Friday, April 14, 2017

Alleluia! Happy Easter!

Dear Parishioners,

Spring is that time of the year when new springs up abundantly. Flowers begin to bloom, trees start to produce leaves, grass comes back to life, and the cold air warms up. But most importantly, we celebrate the Resurrection of Jesus on Easter. It is the greatest Solemnity of the Church Year as we rejoice in our Lord’s victory over sin and death. It is the sign that we are no longer slaves to sin and the limitations of this world but destined to rise up with Jesus and share his glory at the end of our journey on earth. That is truly a reason to celebrate. Alleluia!
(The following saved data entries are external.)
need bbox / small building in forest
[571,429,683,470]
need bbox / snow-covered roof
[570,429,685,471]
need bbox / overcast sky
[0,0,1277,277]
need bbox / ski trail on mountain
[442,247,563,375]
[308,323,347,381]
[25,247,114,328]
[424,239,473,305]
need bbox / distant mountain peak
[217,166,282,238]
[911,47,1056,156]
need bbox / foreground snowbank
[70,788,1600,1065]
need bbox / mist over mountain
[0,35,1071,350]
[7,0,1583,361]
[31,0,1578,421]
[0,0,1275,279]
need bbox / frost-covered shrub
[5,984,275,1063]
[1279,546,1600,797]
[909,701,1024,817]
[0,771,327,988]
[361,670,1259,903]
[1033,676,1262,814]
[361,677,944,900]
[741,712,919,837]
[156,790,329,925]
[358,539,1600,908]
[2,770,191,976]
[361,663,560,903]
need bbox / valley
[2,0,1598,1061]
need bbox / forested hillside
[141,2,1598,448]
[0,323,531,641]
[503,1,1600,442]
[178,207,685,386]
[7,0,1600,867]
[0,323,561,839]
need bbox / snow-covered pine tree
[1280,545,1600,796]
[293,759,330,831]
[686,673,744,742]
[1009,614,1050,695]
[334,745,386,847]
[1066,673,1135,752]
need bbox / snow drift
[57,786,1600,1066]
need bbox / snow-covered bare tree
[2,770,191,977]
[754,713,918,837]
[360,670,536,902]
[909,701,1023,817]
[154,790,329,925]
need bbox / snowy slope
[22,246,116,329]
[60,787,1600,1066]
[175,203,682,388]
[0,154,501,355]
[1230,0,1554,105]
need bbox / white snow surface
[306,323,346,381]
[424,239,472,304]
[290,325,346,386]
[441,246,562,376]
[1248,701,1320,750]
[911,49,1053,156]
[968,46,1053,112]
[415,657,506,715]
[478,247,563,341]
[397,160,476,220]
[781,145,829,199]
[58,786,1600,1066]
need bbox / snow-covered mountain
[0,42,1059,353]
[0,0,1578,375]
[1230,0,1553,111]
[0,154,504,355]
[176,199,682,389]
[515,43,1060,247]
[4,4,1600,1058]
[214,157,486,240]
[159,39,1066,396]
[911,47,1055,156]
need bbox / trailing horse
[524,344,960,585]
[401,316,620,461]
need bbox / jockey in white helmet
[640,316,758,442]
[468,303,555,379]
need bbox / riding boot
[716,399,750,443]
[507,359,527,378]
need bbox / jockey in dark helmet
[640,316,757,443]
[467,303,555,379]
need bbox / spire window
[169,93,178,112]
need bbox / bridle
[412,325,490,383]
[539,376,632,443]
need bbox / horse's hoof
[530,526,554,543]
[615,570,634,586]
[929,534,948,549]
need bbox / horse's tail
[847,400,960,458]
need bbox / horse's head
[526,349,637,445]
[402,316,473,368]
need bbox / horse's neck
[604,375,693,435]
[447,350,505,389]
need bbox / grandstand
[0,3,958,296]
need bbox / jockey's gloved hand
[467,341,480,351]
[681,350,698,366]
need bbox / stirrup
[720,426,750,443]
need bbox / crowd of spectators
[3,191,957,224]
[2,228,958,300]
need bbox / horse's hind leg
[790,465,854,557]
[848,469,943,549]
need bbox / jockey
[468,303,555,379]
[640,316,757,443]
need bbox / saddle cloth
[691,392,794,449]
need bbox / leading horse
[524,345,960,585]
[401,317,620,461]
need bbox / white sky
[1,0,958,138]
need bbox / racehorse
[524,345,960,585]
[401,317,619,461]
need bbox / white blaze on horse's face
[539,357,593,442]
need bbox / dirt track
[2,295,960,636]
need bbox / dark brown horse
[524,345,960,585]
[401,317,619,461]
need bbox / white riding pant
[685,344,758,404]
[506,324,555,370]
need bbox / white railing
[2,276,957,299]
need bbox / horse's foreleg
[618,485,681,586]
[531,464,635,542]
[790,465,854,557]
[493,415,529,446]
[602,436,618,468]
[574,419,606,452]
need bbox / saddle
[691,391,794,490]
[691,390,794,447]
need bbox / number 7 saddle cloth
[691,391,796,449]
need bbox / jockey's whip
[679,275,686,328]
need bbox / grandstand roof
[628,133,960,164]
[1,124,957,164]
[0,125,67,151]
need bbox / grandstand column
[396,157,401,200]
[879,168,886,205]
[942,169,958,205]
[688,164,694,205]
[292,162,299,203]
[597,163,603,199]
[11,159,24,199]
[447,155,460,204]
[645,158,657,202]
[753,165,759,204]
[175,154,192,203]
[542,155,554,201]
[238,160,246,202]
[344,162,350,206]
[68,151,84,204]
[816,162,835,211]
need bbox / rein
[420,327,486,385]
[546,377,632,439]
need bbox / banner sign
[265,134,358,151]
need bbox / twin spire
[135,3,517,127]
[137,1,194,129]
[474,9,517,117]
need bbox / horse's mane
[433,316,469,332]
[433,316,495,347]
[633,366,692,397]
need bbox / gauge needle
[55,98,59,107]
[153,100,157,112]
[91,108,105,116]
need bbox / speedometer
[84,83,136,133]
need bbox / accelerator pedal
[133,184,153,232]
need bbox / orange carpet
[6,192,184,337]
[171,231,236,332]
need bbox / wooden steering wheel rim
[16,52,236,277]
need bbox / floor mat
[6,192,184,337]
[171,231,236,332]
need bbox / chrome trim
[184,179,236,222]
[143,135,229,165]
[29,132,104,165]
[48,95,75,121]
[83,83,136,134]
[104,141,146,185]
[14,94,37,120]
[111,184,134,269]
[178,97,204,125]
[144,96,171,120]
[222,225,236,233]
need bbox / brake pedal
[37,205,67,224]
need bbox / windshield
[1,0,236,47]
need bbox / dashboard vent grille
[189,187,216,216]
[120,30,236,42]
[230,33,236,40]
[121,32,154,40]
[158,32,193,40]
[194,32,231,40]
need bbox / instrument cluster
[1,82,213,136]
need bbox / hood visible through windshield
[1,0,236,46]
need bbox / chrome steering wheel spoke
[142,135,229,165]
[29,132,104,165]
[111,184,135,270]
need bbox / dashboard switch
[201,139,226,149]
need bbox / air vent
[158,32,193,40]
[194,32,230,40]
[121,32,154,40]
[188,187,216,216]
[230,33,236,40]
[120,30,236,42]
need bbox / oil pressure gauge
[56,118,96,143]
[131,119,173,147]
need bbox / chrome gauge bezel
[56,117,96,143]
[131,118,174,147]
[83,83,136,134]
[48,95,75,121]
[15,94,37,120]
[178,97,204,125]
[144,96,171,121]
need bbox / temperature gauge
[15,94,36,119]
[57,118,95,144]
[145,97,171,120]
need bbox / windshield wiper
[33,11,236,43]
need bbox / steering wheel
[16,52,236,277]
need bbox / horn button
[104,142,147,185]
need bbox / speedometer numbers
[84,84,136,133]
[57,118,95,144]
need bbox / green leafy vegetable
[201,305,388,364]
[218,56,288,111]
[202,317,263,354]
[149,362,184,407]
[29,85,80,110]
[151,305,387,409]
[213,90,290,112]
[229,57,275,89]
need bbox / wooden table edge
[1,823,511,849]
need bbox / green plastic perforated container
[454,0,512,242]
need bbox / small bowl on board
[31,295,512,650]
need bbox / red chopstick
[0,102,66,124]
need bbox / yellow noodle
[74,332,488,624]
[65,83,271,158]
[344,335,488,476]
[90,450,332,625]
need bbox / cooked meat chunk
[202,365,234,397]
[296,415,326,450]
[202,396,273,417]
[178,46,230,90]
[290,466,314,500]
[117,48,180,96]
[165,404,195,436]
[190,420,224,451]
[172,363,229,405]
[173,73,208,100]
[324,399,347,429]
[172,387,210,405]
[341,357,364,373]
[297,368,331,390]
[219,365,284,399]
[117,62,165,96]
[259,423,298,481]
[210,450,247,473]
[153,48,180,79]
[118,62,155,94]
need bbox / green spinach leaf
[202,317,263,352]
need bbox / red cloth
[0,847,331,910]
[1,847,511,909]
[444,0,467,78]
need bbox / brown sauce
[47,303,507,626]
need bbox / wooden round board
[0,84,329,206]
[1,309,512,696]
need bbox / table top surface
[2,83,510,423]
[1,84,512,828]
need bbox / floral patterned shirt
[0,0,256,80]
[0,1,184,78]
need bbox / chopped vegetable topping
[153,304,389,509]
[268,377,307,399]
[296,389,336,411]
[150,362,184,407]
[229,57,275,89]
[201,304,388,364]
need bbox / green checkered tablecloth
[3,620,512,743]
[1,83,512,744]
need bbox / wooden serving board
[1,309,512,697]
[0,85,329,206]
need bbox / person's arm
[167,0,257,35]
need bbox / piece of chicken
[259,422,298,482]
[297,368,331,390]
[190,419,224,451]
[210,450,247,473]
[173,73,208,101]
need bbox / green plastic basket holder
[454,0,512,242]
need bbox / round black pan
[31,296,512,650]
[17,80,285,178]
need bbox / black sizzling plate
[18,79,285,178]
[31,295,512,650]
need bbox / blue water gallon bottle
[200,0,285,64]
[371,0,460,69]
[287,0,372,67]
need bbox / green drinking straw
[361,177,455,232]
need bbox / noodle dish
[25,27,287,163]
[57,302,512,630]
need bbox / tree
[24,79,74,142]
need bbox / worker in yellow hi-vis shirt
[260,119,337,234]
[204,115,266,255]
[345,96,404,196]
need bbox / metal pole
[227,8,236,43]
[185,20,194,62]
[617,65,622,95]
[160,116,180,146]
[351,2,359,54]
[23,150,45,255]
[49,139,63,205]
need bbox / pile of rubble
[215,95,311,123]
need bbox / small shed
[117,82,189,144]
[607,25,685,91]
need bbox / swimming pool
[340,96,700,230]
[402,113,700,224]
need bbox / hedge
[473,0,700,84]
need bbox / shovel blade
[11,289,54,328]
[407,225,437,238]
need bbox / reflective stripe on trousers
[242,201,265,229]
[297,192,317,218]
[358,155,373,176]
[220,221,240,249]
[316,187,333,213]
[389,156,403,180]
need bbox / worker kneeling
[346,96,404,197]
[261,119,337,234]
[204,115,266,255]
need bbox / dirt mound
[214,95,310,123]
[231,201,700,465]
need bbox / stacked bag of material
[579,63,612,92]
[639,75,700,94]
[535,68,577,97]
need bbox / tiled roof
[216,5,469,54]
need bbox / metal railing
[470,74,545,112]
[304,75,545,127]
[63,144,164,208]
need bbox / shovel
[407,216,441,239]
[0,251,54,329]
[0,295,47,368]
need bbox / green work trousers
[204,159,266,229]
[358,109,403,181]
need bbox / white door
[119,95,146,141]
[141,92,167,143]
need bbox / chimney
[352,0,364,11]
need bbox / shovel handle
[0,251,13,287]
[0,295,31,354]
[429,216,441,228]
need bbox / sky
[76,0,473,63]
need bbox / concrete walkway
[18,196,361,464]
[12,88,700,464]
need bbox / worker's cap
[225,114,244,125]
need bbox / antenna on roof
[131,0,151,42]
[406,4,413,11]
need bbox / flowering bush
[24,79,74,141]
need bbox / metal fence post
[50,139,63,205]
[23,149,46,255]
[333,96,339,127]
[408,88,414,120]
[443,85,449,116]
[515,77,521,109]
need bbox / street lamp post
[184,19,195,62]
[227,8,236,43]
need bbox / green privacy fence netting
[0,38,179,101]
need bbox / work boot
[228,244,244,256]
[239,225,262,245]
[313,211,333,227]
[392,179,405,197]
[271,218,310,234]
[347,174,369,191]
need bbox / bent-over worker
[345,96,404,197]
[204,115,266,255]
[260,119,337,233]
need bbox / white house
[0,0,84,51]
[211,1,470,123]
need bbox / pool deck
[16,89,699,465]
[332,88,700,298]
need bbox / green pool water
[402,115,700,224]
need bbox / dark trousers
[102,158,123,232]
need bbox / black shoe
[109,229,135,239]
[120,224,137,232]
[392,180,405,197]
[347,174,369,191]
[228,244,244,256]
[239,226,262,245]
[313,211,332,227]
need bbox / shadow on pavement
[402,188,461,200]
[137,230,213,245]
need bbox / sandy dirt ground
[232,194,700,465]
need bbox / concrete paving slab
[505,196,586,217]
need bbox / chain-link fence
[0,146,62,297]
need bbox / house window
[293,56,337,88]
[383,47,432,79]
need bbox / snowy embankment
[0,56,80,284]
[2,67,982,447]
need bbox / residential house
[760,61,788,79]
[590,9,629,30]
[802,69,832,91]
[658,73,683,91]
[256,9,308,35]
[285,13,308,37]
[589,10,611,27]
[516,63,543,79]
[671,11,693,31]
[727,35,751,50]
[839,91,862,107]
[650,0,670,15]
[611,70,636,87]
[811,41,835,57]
May you and your families truly have a Happy Easter.

Fr. Carl

“O my God, why have you sent me into the world?”
“To save your soul.”
“And why do you wish me to save my soul?”
“Because I love you.”
~ Thoughts of the Cure D’Ars


The Ambo at the Basilica of the Assumption in Baltimore, MD.
Week 6: Ambo

During the Mass, the ambo is the focal point for the Liturgy of the Word. From this kind of tall, elevated desk, “only the readings, the responsorial psalm and Easter proclamation (Exsultet) are to be proclaimed; it may be used also for giving the homily and for announcing the intentions of the prayer of the faithful” (General Instruction of the Roman Missal, No. 309). The design and location of the altar and ambo emphasize the close relationship between the Liturgy of the Word and the Liturgy of the Eucharist: from the holy altar we receive the body and blood of Christ, and from the ambo, Christ’s holy doctrine. In this regard the ambo, like the altar, is not just an object but sacred place.
Rev. Msgr. Carl Cummings speaks from the pulpit at St. Jane Frances

The General Instruction of the Roman Missal also explains: “The dignity of the word of God requires that the church have a place that is suitable for the proclamation of the word and toward which the attention of the whole congregation of the faithful naturally turns during the Liturgy of the Word.”

Once the persecution of Christians ended in the fourth century, churches were built and designed with an ambo or raised platform, making it easier for the congregation to hear. Around the ninth century, the pulpit replaced the ambo and was located either in the sanctuary or the nave.